Thomas Struth in Israel and Palestine: a land shaped and scarred by religion

8 June 2015

As far as I know the cat I live with isn’t religious: the direction she sits seems more motivated by the position of the sun than by the location of Mecca. A cat perched on top of a skip in one of Thomas Struth’s photographs at Marian Goodman Gallery is also presumably a non-believer. Behind it is a wall that divides Israel and Palestine: it is able to go back and forth over it using the buildings nearby, but for humans the same wall exerts a very concrete influence on their lives and freedoms. There are no people present in the frame – only what they have built and the irreligious cat, to which the ideology behind the construction is of no concern.

(2009), Thomas Struth

Silwan, East Jerusalem (2009), Thomas Struth © Thomas Struth

In some of Struth’s previous street photographs, from his ‘Unconscious Places’ series, the streets are empty and run to vanishing points. In various shots in this exhibition, though, the wall cuts the view short, and in one of them the street isn’t even fully built.

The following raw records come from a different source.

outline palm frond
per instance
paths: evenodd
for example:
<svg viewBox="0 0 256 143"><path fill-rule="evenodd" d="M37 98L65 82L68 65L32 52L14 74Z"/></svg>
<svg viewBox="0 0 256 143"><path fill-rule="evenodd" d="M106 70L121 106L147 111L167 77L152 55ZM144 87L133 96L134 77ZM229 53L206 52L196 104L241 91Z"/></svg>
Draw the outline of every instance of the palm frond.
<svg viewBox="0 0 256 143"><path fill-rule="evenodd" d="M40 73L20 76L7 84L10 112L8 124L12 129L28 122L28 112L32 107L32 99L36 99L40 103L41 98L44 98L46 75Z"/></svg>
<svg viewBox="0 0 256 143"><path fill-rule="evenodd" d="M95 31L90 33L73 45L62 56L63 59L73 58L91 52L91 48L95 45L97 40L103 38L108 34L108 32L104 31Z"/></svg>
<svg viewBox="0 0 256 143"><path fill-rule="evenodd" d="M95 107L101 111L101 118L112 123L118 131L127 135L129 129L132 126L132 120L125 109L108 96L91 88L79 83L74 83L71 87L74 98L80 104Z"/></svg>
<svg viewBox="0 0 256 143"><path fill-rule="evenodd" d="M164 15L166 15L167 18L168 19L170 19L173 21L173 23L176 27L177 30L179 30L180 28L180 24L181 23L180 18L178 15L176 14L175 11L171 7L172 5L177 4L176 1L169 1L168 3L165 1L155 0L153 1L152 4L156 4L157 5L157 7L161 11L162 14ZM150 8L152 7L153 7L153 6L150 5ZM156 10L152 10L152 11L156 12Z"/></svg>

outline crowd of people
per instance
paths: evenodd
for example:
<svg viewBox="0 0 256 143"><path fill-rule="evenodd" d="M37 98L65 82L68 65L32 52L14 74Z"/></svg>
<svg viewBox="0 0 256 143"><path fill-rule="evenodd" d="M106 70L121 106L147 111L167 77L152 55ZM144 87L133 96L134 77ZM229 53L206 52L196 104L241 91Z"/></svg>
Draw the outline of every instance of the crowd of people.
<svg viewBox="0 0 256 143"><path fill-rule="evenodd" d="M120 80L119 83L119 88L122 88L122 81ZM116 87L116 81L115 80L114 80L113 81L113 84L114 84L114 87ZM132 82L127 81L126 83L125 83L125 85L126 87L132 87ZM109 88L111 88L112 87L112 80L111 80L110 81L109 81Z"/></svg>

In another photograph, a leafy courtyard echoes another of Struth’s previous series, ‘New Pictures of Paradise’. But the garden here is confined by apartment blocks and has bunting made up of the Israeli flag running through it, as if to stake a claim to it.

(2014), Thomas Struth

Basilica of the Annunciation, Nazareth (2014), Thomas Struth © Thomas Struth

Further out of the city, beyond the apartment blocks that dominate so many of the pictures, are expanses of land flattened for future development. Construction hasn’t started, but the levelling of what was once a hillside can be seen as another petty attempt to exert ownership.

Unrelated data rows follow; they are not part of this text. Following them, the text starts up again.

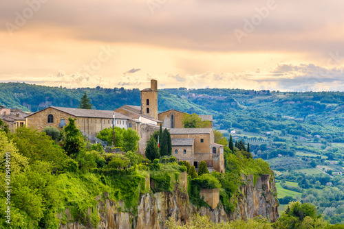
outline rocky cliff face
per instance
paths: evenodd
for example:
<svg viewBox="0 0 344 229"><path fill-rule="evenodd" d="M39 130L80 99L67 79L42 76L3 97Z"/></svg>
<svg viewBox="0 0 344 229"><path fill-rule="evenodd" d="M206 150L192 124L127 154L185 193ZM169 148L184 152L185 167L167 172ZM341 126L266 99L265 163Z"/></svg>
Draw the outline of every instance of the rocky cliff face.
<svg viewBox="0 0 344 229"><path fill-rule="evenodd" d="M276 221L279 217L279 204L275 196L275 180L270 180L270 176L258 178L254 184L253 176L242 176L241 178L245 184L240 187L238 204L231 214L226 213L220 203L215 209L204 207L197 209L189 203L187 193L182 191L185 189L178 186L172 193L161 192L142 195L136 215L123 212L125 208L122 202L115 202L108 198L99 200L96 206L100 218L97 228L166 228L166 222L170 217L178 224L183 225L189 222L195 213L201 216L206 215L215 222L252 218L258 215ZM68 218L68 212L65 212L65 214ZM59 228L81 229L90 227L70 222L61 224Z"/></svg>

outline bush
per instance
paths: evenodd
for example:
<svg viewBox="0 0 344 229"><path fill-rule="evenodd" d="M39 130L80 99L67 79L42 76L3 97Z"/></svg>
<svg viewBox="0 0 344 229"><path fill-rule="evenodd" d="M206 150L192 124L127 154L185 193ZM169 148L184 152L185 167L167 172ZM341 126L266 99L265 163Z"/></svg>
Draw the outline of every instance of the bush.
<svg viewBox="0 0 344 229"><path fill-rule="evenodd" d="M202 176L203 174L209 173L208 168L206 167L206 163L205 161L202 160L200 162L200 167L198 167L198 176Z"/></svg>

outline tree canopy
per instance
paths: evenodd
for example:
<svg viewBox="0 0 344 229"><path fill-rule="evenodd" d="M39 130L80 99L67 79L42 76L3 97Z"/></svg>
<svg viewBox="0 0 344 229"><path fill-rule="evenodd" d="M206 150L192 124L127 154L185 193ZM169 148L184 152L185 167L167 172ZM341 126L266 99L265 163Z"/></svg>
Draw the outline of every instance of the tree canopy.
<svg viewBox="0 0 344 229"><path fill-rule="evenodd" d="M92 109L92 104L91 104L90 99L87 97L87 95L86 93L84 93L84 95L80 99L79 101L79 106L78 108L81 109Z"/></svg>
<svg viewBox="0 0 344 229"><path fill-rule="evenodd" d="M182 123L184 128L206 128L209 125L211 121L208 120L202 120L196 113L184 113L182 119Z"/></svg>

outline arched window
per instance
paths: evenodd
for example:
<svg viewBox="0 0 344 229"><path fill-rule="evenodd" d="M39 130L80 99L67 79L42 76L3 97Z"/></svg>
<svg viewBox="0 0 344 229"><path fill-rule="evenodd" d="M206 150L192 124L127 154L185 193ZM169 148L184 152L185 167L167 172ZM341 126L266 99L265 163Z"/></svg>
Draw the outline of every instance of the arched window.
<svg viewBox="0 0 344 229"><path fill-rule="evenodd" d="M171 116L171 128L174 128L174 115Z"/></svg>
<svg viewBox="0 0 344 229"><path fill-rule="evenodd" d="M47 116L47 123L54 123L54 116L52 116L52 114L49 114Z"/></svg>

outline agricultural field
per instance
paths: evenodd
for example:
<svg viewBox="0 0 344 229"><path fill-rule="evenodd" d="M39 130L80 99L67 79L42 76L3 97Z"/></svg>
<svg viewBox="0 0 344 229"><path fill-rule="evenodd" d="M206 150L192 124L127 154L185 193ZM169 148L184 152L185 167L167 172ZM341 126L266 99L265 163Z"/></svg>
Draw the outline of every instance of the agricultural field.
<svg viewBox="0 0 344 229"><path fill-rule="evenodd" d="M293 183L293 182L292 182ZM297 184L297 183L296 183ZM277 189L277 195L279 198L283 198L286 195L290 195L292 196L293 198L295 198L295 195L301 195L301 193L294 191L290 191L290 190L287 190L281 186L281 182L276 182L276 188Z"/></svg>

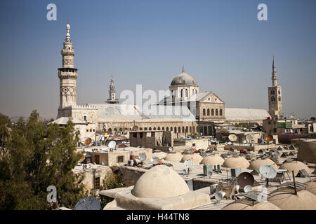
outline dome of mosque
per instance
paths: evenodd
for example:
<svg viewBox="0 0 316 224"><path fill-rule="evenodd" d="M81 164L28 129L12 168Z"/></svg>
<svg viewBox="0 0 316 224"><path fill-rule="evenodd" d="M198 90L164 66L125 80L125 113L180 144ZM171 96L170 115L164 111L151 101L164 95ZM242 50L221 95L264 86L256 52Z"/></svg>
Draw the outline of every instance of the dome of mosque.
<svg viewBox="0 0 316 224"><path fill-rule="evenodd" d="M184 68L182 69L182 73L176 76L171 82L170 85L197 85L195 79L190 75L186 74Z"/></svg>
<svg viewBox="0 0 316 224"><path fill-rule="evenodd" d="M190 192L183 178L171 167L155 166L143 174L131 190L138 197L171 197Z"/></svg>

Everything in Struth’s shots here seems to have taken on a level of aggression. His images tell a story of a place where everything seems to be a reminder of conflict. The built environment in all these shots is human, and has been motivated by religion: it is a brutal and often ugly intervention on the area. The cat’s life goes on as it would in any other country in the world, but the land here is shown to have suffered.

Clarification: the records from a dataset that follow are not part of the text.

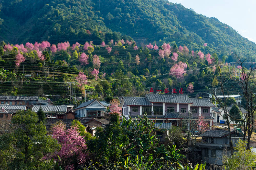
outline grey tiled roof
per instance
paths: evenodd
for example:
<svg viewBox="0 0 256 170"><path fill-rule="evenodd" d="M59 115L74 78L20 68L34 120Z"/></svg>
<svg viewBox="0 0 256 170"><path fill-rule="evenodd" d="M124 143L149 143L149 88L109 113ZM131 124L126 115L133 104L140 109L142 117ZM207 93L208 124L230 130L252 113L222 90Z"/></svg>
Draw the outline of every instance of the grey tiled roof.
<svg viewBox="0 0 256 170"><path fill-rule="evenodd" d="M37 96L0 96L0 100L7 100L37 101Z"/></svg>
<svg viewBox="0 0 256 170"><path fill-rule="evenodd" d="M192 103L187 95L147 94L146 97L153 103Z"/></svg>
<svg viewBox="0 0 256 170"><path fill-rule="evenodd" d="M74 109L78 109L79 108L81 108L83 107L86 107L87 106L89 105L90 104L91 104L94 101L96 100L96 99L93 99L92 100L89 100L89 101L87 101L86 102L84 102L84 103L82 103L79 106L78 106L76 108Z"/></svg>
<svg viewBox="0 0 256 170"><path fill-rule="evenodd" d="M129 106L152 106L152 104L146 97L124 97L123 98L125 103Z"/></svg>
<svg viewBox="0 0 256 170"><path fill-rule="evenodd" d="M189 98L193 103L191 105L192 107L214 107L214 105L207 99L197 99Z"/></svg>
<svg viewBox="0 0 256 170"><path fill-rule="evenodd" d="M32 107L32 111L37 112L39 110L40 107L42 108L42 109L44 112L65 112L67 110L67 106L38 106L33 105Z"/></svg>
<svg viewBox="0 0 256 170"><path fill-rule="evenodd" d="M159 129L169 129L172 128L172 123L156 123L155 126Z"/></svg>
<svg viewBox="0 0 256 170"><path fill-rule="evenodd" d="M0 108L2 107L6 109L16 109L19 110L26 110L27 106L26 105L9 105L0 104Z"/></svg>

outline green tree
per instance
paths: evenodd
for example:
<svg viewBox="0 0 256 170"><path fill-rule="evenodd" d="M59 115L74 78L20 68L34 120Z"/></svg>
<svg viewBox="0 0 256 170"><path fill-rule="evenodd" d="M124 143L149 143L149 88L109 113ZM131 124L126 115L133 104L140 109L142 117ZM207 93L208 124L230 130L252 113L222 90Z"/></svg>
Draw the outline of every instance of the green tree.
<svg viewBox="0 0 256 170"><path fill-rule="evenodd" d="M11 132L0 136L0 150L11 152L13 158L10 169L49 169L53 160L42 159L55 152L60 146L57 141L47 136L45 126L38 122L36 113L29 110L18 111L13 117Z"/></svg>

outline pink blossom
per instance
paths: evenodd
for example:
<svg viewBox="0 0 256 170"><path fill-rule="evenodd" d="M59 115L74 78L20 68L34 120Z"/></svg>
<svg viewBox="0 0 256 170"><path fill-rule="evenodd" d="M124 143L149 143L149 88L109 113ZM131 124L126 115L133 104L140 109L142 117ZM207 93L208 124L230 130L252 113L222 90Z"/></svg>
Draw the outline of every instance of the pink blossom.
<svg viewBox="0 0 256 170"><path fill-rule="evenodd" d="M178 49L179 49L179 51L180 53L182 53L182 51L183 51L183 47L181 45L179 46Z"/></svg>
<svg viewBox="0 0 256 170"><path fill-rule="evenodd" d="M105 44L105 42L104 41L102 41L102 42L101 43L101 46L103 47L104 47L106 46L106 44Z"/></svg>
<svg viewBox="0 0 256 170"><path fill-rule="evenodd" d="M34 48L34 45L33 45L33 44L32 43L28 42L26 43L25 46L30 49L30 50L32 50L32 49Z"/></svg>
<svg viewBox="0 0 256 170"><path fill-rule="evenodd" d="M179 55L177 53L174 52L173 53L173 56L172 56L172 59L173 59L173 60L174 60L176 61L178 60L178 56Z"/></svg>
<svg viewBox="0 0 256 170"><path fill-rule="evenodd" d="M164 51L162 49L159 50L159 52L158 52L158 54L159 55L159 57L158 58L158 59L161 59L162 58L163 58L164 57Z"/></svg>
<svg viewBox="0 0 256 170"><path fill-rule="evenodd" d="M108 47L106 48L106 49L108 51L108 53L110 54L110 52L111 52L111 51L112 50L112 47Z"/></svg>
<svg viewBox="0 0 256 170"><path fill-rule="evenodd" d="M54 53L57 51L57 47L55 44L52 44L51 47L51 51L53 53Z"/></svg>
<svg viewBox="0 0 256 170"><path fill-rule="evenodd" d="M155 45L154 46L154 49L155 50L156 50L157 49L158 49L158 47L156 45L156 44L155 44Z"/></svg>
<svg viewBox="0 0 256 170"><path fill-rule="evenodd" d="M98 79L98 78L99 78L98 75L99 74L99 72L98 70L95 68L94 68L94 69L91 72L91 74L93 76L95 76L95 80L97 80L97 79Z"/></svg>
<svg viewBox="0 0 256 170"><path fill-rule="evenodd" d="M147 45L147 48L150 49L152 49L153 47L153 45L151 43L150 43L149 44Z"/></svg>
<svg viewBox="0 0 256 170"><path fill-rule="evenodd" d="M89 64L88 62L88 58L89 56L83 53L81 54L79 58L79 61L81 63L81 65L86 65Z"/></svg>
<svg viewBox="0 0 256 170"><path fill-rule="evenodd" d="M100 68L100 59L99 56L96 54L92 57L92 62L94 65L98 68Z"/></svg>
<svg viewBox="0 0 256 170"><path fill-rule="evenodd" d="M21 62L25 61L25 57L20 53L18 53L17 55L16 55L16 60L15 62L15 64L18 67L19 66Z"/></svg>
<svg viewBox="0 0 256 170"><path fill-rule="evenodd" d="M82 87L87 84L87 77L84 73L81 71L79 72L78 75L76 78L76 79L78 83L78 86Z"/></svg>
<svg viewBox="0 0 256 170"><path fill-rule="evenodd" d="M183 74L187 72L185 70L187 67L187 64L179 61L178 64L176 64L170 70L170 74L174 75L177 79L183 77Z"/></svg>
<svg viewBox="0 0 256 170"><path fill-rule="evenodd" d="M80 44L78 43L77 42L76 43L76 44L73 44L72 46L72 50L74 50L75 48L77 47L79 47L79 46L80 46Z"/></svg>
<svg viewBox="0 0 256 170"><path fill-rule="evenodd" d="M140 64L140 57L139 57L139 56L137 54L136 55L136 57L135 57L135 63L136 63L136 64L137 65L138 65Z"/></svg>
<svg viewBox="0 0 256 170"><path fill-rule="evenodd" d="M199 58L201 59L202 60L204 58L204 54L201 51L199 51L198 54L198 56L199 56Z"/></svg>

Also in this show are some of Struth’s photos of scientific research equipment. They hang here as a reminder of the other side of human progress, which has arguably made more headway in a shorter time than religion has ever allowed.

‘Thomas Struth’ was at Marian Goodman Gallery from 29 April–6 June 2015.

Thomas Struth – a new publication which brings together photographs made by Struth in Israel and the Israeli-occupied West Bank – is due for release in July (published by MACK).